Des spécialistes en immunologie préviennent qu’il est quasiment impossible de lancer une véritable campagne de vaccination avec la quantité disponible, qui ne dépasse pas les 100 000 doses.
Maintenant que le défi du lancement de la vaccination contre le nouveau coronavirus est relevé dans les délais exigés par le chef de l’État, un autre pari vient s’imposer et s’annonce déjà difficile à tenir. C’est celui de la répartition équitable des quantités disponibles à travers les 8 000 centres désignés pour l’immunisation des Algériens contre la Covid-19. A priori, les raisons sont évidentes et liées au nombre réduit de doses livrées et réceptionnées jusque-là.
Avec l’arrivée avant-hier, lundi, d’une cargaison de 50 000 doses du vaccin anglo-suédois Astra-Zeneca, l’Algérie totalisait jusqu’à hier un nombre de 100 000 doses en y ajoutant la livraison assurée par le Centre de recherche russe Gamaleïa. À première vue, l’opération de vaccination est loin d’être de tout repos. Elle s’annonce plutôt laborieuse et plus ardue que la bataille engagée par le gouvernement pour l’acquisition du sérum anti-Covid, même si un plan vaccinal a été mis au point et rendu public précédemment. Ces deux premiers chargements réceptionnés permettront-ils de mener réellement cette course à l’immunisation dans la transparence la plus totale sans pour autant connaître de rupture de stocks ou de pénurie ? La question mérite d’être posée aujourd’hui, malgré les assurances renouvelées à chaque occasion par le gouvernement.
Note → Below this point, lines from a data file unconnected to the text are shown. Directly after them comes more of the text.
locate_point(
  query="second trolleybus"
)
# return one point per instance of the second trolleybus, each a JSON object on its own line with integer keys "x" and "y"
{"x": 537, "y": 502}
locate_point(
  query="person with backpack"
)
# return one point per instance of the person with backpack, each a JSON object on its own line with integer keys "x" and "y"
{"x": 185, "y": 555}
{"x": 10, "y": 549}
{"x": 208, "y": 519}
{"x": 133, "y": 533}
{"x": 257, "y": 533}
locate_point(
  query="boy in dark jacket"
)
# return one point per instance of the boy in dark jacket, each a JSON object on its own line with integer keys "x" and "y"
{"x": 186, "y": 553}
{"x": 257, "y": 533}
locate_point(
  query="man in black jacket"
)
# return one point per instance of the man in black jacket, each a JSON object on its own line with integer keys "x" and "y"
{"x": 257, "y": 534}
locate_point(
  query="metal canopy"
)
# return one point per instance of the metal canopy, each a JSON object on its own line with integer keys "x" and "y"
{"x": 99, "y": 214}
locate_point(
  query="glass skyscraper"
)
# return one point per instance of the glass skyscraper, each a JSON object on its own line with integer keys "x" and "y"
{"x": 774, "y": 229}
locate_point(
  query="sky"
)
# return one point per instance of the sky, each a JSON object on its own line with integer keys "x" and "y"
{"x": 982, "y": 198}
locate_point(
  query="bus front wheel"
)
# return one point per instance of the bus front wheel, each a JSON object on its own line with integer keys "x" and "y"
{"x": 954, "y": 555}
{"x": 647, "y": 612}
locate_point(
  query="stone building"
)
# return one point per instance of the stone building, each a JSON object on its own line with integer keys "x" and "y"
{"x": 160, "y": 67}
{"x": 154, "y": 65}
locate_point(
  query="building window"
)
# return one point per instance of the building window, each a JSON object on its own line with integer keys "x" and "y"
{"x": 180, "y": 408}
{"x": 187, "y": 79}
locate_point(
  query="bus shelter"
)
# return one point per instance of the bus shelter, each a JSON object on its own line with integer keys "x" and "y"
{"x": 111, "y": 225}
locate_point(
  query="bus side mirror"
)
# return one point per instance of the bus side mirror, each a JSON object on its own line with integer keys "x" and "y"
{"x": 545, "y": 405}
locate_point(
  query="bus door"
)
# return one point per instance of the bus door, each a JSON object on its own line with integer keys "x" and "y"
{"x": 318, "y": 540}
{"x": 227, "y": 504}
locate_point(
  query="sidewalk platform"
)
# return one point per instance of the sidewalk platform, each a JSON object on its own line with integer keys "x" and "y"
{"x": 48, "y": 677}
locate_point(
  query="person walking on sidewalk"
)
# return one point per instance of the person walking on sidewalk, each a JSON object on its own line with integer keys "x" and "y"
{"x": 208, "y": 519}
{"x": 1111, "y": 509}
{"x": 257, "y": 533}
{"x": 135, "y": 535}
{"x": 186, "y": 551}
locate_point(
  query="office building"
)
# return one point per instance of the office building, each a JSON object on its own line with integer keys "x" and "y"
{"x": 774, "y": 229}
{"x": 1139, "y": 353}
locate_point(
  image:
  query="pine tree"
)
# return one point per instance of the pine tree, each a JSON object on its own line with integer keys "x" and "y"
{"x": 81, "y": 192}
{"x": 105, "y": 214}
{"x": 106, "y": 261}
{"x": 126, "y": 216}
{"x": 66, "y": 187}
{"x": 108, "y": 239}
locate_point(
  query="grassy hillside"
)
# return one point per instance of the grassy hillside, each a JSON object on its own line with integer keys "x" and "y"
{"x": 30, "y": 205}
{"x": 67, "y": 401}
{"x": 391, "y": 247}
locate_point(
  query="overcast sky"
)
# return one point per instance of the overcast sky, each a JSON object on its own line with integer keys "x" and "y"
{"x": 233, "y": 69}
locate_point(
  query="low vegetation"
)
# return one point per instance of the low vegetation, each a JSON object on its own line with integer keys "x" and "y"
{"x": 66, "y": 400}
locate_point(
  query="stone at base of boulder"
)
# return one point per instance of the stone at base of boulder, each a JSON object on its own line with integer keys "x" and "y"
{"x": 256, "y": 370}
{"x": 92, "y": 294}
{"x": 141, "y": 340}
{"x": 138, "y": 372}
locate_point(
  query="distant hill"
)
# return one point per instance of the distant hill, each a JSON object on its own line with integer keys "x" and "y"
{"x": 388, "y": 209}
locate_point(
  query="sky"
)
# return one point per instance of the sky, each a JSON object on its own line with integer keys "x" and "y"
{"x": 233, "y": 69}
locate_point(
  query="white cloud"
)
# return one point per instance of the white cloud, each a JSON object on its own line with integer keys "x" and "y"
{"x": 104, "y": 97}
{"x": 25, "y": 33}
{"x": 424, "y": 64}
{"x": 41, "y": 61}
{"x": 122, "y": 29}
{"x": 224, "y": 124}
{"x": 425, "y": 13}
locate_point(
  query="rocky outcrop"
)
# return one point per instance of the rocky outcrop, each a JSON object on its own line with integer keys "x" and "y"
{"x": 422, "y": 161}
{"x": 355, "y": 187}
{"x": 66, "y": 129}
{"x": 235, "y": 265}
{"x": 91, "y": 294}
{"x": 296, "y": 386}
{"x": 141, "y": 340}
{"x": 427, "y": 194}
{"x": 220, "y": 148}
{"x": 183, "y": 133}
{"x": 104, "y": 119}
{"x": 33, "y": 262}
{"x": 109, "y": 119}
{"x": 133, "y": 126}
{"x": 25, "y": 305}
Cette interrogation est d’autant plus pertinente, vu que les premières livraisons disponibles ne peuvent assurer la vaccination que de 50 000 Algériens, puisque ce vaccin, dit classique, nécessite deux doses par personne. Les services en charge de l’opération prévoient une deuxième dose 21 jours après la première injection.
C’est ce que stipule, d’ailleurs, le protocole de vaccination adopté par le Comité scientifique de suivi de l’évolution de la pandémie de Covid-19. Au-delà de la cacophonie ou de la polémique nées précédemment autour de la gestion du dossier d’approvisionnement en vaccin anti-Covid, des spécialistes en immunologie préviennent qu’il est quasiment impossible de lancer une véritable “offensive” vaccinale avec la quantité disponible, qui ne dépasse pas les 100 000 doses. “Par définition, si l’on veut réellement atteindre l’objectif d’une immunité collective dans les meilleurs délais, cette quantité livrée doit être multipliée par dix avant de procéder au lancement de l’opération. Pour espérer pouvoir protéger les plus vulnérables des Algériens, il faudra penser à vacciner près de 70% de la population”, avertissent encore des immunologues. Ce commentaire scientifique confirme, une nouvelle fois, que les autorités ne se sont pas prises à temps pour passer les commandes ou les précommandes d’approvisionnement, puisqu’il y a aujourd’hui une grosse pression sur le vaccin anti-Covid. C’est une véritable course contre la montre. Il faut d’ailleurs rappeler que le gouvernement s’inscrit au départ dans le système onusien “Covax” avant que le chef de l’État n’ordonne de commencer à “démarcher” directement chez des fournisseurs de l’antidote, sans pour autant abandonner la formule d’acquisition parrainée par l’OMS.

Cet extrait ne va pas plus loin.